Mollygo Mon 02-Sept-24 09:45:42

David49

There is so much bias in the press, you really can’t believe anything they print, not just politics either, they do influence opinion greatly. Even the BBC has editorial bias on many issues, but they are the least biased

Bias exists everywhere not just in the press.

Wyllow3 Mon 02-Sept-24 09:51:34

I wrote to my LP MP and reply was full of information how to get help claiming PC and urging people to do so, I think its been counted in.

Mollygo Mon 02-Sept-24 12:45:01

Wyllow3

I wrote to my LP MP and reply was full of information how to get help claiming PC and urging people to do so, I think its been counted in.

Our Labour MP promised to send me the info when the announcement was made. Still waiting.

Wyllow3 Mon 02-Sept-24 13:01:49

I wouldn't let that go, but here is help in the meantime:

www.ageuk.org.uk/information-advice/money-legal/benefits-entitlements/pension-credit/

(also check out your local MP's Facebook page, it may be on there)

Mollygo Mon 02-Sept-24 13:56:14

Political reality
We now know that the winter fuel payment will be withdrawn from 10 million pensioners after Reeves announced the universal payments are to be means-tested. When higher fuel bills are taken into account, those 10 million pensioners will have to find an extra £800 this winter if they are to avoid the dreaded choice between heating and eating.

Labour has also said it will freeze the personal tax-free allowance at its current rate of £12,570, meaning that when state pensions – currently £11,502 – rise above £12,570, as they are predicted to do before the next general election, the state pension will be subject to tax for the first time.

So the pain will fall on pensioners, and instead of soaking the rich, Starmer intends to soak the old.
Politically, it makes perfect sense for Labour. Pensioners, of course, are less likely to vote Labour than young people: in this year’s general election the “crossover age” at which voters became more likely to vote Conservative than Labour was 63. So Starmer is ruthlessly impoverishing Tory voters to enrich Labour supporters.

Ilovecheese Mon 02-Sept-24 14:10:27

Oh I don't know, I think they might just be callous and unimaginative.

Doodledog Mon 02-Sept-24 14:20:00

Freezing the tax threshold will affect anyone on a low income - not just pensioners. Pensioners are not being singled out here, just treated in the same way as everyone else. 'The old' are not being 'soaked' - they are just being asked to pay their way in the same way as families and younger people are.

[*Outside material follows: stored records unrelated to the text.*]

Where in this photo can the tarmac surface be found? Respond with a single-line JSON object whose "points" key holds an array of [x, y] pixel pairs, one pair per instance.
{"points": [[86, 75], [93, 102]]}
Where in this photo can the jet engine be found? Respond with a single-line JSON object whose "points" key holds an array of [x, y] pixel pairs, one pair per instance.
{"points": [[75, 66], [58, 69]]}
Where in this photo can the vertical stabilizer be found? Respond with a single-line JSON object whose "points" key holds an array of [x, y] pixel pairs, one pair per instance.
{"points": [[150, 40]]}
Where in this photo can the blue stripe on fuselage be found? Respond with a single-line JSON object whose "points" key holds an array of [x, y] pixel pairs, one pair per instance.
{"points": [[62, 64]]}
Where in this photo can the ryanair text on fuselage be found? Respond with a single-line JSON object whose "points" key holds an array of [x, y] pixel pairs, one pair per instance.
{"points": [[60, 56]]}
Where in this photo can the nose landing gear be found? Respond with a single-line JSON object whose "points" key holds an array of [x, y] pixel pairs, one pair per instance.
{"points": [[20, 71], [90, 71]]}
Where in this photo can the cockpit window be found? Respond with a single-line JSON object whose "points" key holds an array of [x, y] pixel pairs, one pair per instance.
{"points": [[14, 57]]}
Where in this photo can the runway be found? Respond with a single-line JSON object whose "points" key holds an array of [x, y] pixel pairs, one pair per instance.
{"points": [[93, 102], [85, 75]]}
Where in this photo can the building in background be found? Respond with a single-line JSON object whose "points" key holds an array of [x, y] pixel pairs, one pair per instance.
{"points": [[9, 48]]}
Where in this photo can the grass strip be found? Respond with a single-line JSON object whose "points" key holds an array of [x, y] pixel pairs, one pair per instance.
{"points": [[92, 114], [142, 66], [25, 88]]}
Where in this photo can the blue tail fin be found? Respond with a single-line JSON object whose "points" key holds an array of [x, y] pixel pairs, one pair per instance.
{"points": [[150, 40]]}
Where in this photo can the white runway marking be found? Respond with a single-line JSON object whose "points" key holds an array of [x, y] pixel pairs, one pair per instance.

I would like to see both the minimum wage and the point at which people can claim PC increased, but whatever happens there will always be people just on the wrong side of every means-tested border, and on the whole they will be there because of their contributions and/or savings. In many ways it would make more sense to cap fuel bills for everyone, so there is no deterrent to saving, and fewer people are forced onto benefits.

Siope Mon 02-Sept-24 14:24:56

Labour has also said it will freeze the personal tax-free allowance at its current rate of £12,570, meaning that when state pensions – currently £11,502 – rise above £12,570, as they are predicted to do before the next general election, the state pension will be subject to tax for the first time.

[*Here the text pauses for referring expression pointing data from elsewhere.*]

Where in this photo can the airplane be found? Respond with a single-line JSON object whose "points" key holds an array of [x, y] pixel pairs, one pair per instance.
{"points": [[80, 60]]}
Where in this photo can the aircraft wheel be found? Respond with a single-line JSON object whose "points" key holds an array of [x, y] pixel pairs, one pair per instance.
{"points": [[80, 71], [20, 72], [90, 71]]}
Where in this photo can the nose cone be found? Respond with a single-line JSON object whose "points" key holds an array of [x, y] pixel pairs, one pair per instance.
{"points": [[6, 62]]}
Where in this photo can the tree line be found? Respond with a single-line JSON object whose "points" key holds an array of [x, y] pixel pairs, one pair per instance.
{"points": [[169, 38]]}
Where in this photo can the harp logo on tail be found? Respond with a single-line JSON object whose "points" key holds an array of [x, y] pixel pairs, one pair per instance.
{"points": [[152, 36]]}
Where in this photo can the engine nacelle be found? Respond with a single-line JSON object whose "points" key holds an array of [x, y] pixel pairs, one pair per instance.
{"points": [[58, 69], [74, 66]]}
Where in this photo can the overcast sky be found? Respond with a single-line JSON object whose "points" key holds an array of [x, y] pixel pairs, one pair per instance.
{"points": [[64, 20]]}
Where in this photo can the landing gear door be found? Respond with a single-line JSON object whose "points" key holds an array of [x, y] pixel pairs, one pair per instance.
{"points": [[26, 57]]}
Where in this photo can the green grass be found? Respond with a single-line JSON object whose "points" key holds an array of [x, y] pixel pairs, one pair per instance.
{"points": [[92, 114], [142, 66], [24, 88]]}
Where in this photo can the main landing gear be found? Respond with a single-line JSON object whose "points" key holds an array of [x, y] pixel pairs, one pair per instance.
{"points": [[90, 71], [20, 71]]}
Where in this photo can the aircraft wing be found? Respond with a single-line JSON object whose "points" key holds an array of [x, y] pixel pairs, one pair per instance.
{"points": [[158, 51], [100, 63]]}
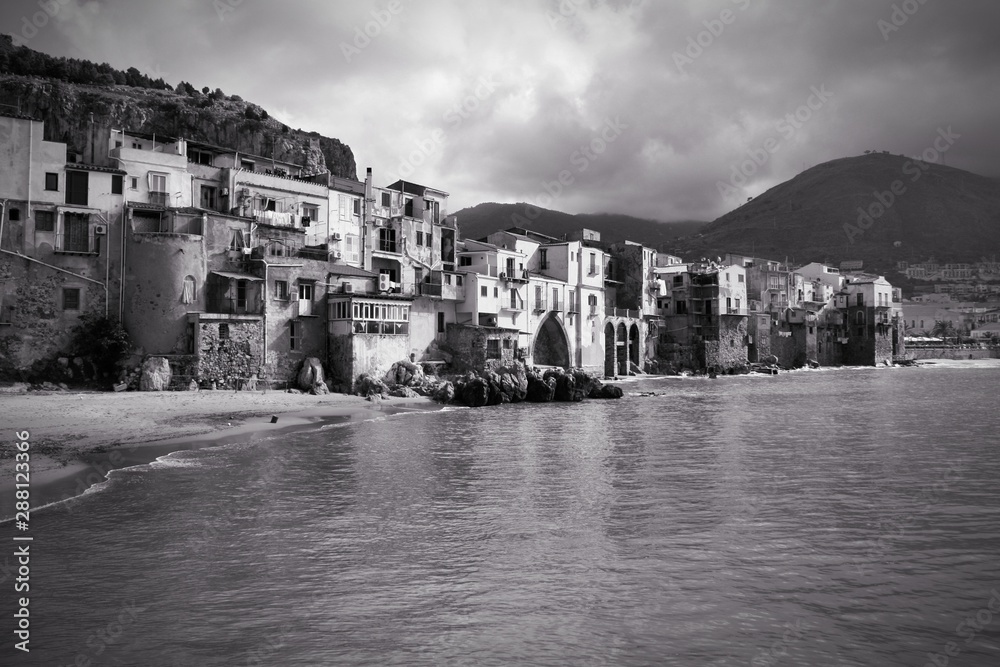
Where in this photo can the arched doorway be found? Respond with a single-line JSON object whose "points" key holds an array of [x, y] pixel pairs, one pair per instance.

Labour have said they will keep to the Tory timescale on freezing the personal allowance until 2028, which is (barring the unforeseen) before the date of the next election.

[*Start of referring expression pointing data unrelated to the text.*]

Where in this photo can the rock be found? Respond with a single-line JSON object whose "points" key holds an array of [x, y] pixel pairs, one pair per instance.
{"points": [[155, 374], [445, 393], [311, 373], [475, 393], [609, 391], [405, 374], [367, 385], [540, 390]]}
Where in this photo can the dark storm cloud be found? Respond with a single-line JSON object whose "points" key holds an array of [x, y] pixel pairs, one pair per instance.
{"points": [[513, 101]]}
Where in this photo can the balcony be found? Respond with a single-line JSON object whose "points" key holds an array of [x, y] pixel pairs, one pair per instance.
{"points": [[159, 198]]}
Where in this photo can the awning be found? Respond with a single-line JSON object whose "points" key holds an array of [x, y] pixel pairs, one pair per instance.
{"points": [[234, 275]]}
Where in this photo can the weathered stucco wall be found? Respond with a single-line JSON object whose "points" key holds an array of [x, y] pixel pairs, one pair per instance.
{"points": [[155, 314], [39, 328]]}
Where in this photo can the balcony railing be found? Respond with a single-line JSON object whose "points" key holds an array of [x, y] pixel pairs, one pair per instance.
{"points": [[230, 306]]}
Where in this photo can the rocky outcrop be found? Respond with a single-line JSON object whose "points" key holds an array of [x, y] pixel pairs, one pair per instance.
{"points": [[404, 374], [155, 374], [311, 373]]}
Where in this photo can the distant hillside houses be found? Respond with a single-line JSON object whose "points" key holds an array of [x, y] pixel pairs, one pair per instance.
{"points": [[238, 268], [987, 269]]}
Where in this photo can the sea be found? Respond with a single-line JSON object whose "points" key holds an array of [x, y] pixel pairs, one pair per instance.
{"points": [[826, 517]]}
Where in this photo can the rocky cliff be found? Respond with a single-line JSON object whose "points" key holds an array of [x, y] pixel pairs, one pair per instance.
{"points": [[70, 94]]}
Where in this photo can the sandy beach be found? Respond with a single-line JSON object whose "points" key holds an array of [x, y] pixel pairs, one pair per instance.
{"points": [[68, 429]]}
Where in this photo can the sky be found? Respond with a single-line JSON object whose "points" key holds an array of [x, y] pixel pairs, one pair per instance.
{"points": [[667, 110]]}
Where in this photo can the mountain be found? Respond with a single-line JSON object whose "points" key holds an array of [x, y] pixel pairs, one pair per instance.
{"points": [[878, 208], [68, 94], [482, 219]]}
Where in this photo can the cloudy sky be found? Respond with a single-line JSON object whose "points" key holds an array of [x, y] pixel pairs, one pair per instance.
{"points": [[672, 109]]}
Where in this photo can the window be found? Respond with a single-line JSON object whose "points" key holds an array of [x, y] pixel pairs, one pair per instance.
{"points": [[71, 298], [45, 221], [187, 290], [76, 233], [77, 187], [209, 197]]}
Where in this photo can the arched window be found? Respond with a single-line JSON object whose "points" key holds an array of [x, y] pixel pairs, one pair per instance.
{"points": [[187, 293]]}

There is no guarantee - or likelihood, sadly - that state pensions will rise that much.

Assuming that pensions rise 3% next April, they will be £11,587. Another 3% in April 2026 means 11,934, and one more similar rise in 2027 (the last date before the freeze ends) only gets to 12,292.

Even if pensions rose at 10% a year by 2027 they would be 13,314, so if the threshold didn’t increase, £744 would be taxable, which is £11.44 per pension payment.

To reiterate, this is exactly the same as it would have been if the Tories remained in office.